Calculate average and peak requests per second from total requests and time period. Estimate peak RPS with configurable multipliers.
Requests Per Second (RPS) is a fundamental metric for sizing web infrastructure. Knowing your average and peak RPS helps determine server capacity, load balancer configuration, and auto-scaling thresholds.
This calculator computes average RPS from total requests over a time period, then estimates peak RPS using a configurable multiplier. Most web applications see peak traffic 2–5x higher than average, and your infrastructure must handle these peaks without degradation.
Accurate RPS estimation prevents both over-provisioning (wasting money on unused capacity) and under-provisioning (causing outages during traffic spikes). Use this calculator alongside throughput capacity planning to ensure your infrastructure can handle expected load.
Integrating this calculation into monitoring and reporting workflows ensures that engineering decisions are grounded in real data rather than assumptions about system behavior. Precise measurement of this value supports informed infrastructure decisions and helps engineering teams optimize system architecture for both performance and cost efficiency.
Integrating this calculation into monitoring and reporting workflows ensures that engineering decisions are grounded in real data rather than assumptions about system behavior.
RPS is the starting point for all capacity planning. Without knowing your baseline and peak request rates, you cannot size servers, configure auto-scaling, or set rate limits. This calculator converts readily available data (total requests and time period) into actionable RPS metrics. Precise quantification supports capacity planning and performance budgeting, ensuring infrastructure investments are right-sized for both current workloads and projected future growth.
Average RPS = Total Requests / Time Period (seconds). Peak RPS = Average RPS × Peak Multiplier. RPM = RPS × 60.
Result: 500 avg RPS, 1,500 peak RPS
1,800,000 requests over 3,600 seconds (1 hour) yields 500 average RPS. With a 3x peak multiplier, the estimated peak RPS is 1,500. Your infrastructure should comfortably handle 1,500 RPS with headroom.
Requests per second is the heartbeat metric of any web service. It tells you how busy your system is and, combined with response time data, paints a complete picture of system health. Monitoring RPS trends over days, weeks, and months reveals growth patterns that inform infrastructure planning.
Planning for average RPS is a recipe for outages. Traffic follows daily patterns with peaks and valleys, and special events can create enormous spikes. Always plan infrastructure capacity for peak load, not average load. The peak multiplier converts average traffic into a realistic peak estimate.
Not all endpoints have equal cost. A health check endpoint returning 200 OK uses minimal resources, while a complex search query might use 100x more CPU and I/O. Weight your capacity planning by endpoint cost, not just raw RPS.
Once you know your peak RPS target, divide by per-server throughput capacity (from Little's Law) to determine the number of servers needed. Add a 20–30% safety margin, then configure auto-scaling to adjust dynamically.
It depends entirely on your application. A personal blog might handle 1 RPS, while a large e-commerce site might need 50,000+ RPS. The key is matching your capacity to your actual and projected traffic.
Use web server access logs (Nginx, Apache), load balancer metrics, APM tools (Datadog, New Relic), or cloud provider metrics (AWS ALB, Google Cloud Load Balancer). Most monitoring tools provide request count over configurable time windows.

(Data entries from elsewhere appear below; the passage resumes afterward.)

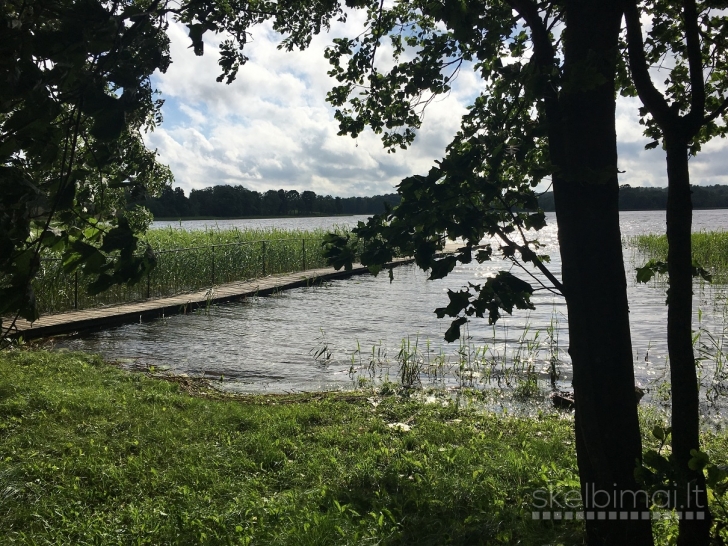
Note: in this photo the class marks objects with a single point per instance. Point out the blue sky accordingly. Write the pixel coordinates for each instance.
(272, 128)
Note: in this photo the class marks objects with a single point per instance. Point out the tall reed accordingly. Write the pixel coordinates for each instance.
(710, 250)
(188, 261)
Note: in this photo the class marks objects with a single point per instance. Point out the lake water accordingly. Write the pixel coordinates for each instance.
(268, 343)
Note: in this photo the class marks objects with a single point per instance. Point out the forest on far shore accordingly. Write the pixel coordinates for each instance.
(236, 202)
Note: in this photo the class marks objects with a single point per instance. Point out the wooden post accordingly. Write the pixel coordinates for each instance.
(263, 257)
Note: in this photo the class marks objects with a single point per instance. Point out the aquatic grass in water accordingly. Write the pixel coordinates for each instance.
(710, 250)
(188, 261)
(525, 366)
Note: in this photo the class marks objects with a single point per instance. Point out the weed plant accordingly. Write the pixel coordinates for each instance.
(528, 366)
(189, 261)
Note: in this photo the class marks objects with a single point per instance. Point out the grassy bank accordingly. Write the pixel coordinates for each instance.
(710, 250)
(90, 454)
(187, 261)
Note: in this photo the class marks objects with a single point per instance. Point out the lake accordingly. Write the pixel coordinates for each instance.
(268, 344)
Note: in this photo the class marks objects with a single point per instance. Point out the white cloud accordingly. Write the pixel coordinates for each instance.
(272, 127)
(648, 167)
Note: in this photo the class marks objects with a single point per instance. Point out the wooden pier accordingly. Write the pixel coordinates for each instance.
(102, 317)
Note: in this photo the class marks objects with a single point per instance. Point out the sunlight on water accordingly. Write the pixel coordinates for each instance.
(269, 344)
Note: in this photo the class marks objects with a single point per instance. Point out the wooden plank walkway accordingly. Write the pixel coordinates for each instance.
(102, 317)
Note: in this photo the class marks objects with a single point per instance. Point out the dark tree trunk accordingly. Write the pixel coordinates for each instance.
(691, 493)
(584, 151)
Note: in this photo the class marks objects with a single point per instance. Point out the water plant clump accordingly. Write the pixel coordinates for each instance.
(710, 250)
(527, 367)
(188, 261)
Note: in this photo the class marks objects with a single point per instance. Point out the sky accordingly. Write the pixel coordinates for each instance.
(272, 128)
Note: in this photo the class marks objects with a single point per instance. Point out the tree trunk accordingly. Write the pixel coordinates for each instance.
(584, 151)
(691, 497)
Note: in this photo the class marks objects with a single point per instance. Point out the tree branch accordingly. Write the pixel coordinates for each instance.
(717, 112)
(653, 100)
(695, 63)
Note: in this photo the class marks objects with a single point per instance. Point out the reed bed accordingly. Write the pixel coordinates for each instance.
(188, 261)
(710, 250)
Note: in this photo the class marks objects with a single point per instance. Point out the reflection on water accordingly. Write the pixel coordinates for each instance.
(270, 343)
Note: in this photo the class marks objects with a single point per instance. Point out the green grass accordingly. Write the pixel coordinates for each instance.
(190, 260)
(90, 454)
(710, 250)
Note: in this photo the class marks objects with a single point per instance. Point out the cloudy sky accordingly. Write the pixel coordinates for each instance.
(272, 127)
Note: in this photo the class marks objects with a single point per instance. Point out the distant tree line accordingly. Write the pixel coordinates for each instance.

Analyze your historical traffic patterns. Most web apps see 2–3x peak vs average during normal days. Add buffer for marketing campaigns, viral events, or seasonal peaks. E-commerce during Black Friday may see 10x+ normal traffic.
A single user generates multiple requests per page view (HTML, CSS, JS, images, API calls). Typically 10–50 requests per page load. Multiply concurrent users by average requests per session divided by session duration.

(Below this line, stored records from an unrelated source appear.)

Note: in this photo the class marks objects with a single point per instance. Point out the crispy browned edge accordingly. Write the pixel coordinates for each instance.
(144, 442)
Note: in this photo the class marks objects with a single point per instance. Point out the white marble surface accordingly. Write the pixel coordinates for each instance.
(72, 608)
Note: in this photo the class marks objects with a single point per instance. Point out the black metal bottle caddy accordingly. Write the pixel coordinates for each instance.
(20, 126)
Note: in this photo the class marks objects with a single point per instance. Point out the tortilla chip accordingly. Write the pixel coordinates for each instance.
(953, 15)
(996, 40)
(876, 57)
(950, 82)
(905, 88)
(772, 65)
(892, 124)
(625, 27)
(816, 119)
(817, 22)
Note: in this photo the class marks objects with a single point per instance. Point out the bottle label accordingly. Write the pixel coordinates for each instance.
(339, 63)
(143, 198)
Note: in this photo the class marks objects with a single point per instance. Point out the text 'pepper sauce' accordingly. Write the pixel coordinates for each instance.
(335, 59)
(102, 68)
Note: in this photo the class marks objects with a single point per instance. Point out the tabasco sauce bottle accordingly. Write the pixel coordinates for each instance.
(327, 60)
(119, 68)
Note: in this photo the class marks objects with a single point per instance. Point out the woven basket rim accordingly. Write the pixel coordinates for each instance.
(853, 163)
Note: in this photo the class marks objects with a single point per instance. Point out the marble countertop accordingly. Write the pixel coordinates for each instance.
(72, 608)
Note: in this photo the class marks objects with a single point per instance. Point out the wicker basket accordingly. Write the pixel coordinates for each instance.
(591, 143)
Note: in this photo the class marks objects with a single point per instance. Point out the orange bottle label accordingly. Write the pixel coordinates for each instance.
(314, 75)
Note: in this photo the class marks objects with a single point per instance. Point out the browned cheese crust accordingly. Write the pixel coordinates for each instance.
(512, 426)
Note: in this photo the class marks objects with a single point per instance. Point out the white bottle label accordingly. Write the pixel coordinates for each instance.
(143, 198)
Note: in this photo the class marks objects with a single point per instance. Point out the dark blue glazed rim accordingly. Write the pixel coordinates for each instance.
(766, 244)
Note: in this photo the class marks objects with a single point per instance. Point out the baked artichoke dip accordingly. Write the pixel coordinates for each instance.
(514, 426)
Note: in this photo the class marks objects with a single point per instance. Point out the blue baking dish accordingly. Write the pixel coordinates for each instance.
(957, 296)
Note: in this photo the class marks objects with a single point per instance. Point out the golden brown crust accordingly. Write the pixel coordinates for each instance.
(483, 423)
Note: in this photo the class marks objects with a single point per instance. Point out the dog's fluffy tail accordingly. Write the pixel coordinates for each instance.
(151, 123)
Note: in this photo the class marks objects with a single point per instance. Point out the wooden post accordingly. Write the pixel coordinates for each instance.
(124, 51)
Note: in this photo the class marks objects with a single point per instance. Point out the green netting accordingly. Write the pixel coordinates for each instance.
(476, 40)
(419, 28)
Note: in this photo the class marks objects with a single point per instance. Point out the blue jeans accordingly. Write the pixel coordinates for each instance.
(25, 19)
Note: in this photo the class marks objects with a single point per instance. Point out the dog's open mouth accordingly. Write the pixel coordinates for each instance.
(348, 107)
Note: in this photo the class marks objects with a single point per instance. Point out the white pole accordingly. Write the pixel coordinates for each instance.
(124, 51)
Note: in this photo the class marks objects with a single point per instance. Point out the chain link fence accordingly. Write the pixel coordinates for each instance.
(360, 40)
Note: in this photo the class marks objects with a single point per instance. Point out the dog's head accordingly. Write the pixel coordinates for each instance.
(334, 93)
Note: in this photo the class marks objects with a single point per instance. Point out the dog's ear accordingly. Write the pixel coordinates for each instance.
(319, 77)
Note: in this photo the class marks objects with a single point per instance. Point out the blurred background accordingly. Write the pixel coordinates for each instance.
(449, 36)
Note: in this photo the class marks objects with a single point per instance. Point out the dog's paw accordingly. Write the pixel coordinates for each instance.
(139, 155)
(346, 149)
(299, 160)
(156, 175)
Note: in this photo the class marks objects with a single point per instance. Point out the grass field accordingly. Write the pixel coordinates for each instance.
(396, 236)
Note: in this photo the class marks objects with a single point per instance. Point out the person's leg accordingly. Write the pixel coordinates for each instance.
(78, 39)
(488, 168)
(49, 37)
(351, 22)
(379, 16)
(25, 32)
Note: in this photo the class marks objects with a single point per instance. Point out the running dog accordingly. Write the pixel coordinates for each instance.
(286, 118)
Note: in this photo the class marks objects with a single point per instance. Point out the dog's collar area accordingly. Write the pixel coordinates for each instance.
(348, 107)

If using a CDN, static assets are served from edge nodes and do not hit your origin servers. Only count requests that reach your application servers. If not using a CDN, include all requests.
Use auto-scaling with appropriate thresholds, CDN caching for static content, rate limiting for API endpoints, and queue-based processing for non-critical work. Design systems to gracefully degrade rather than fail completely.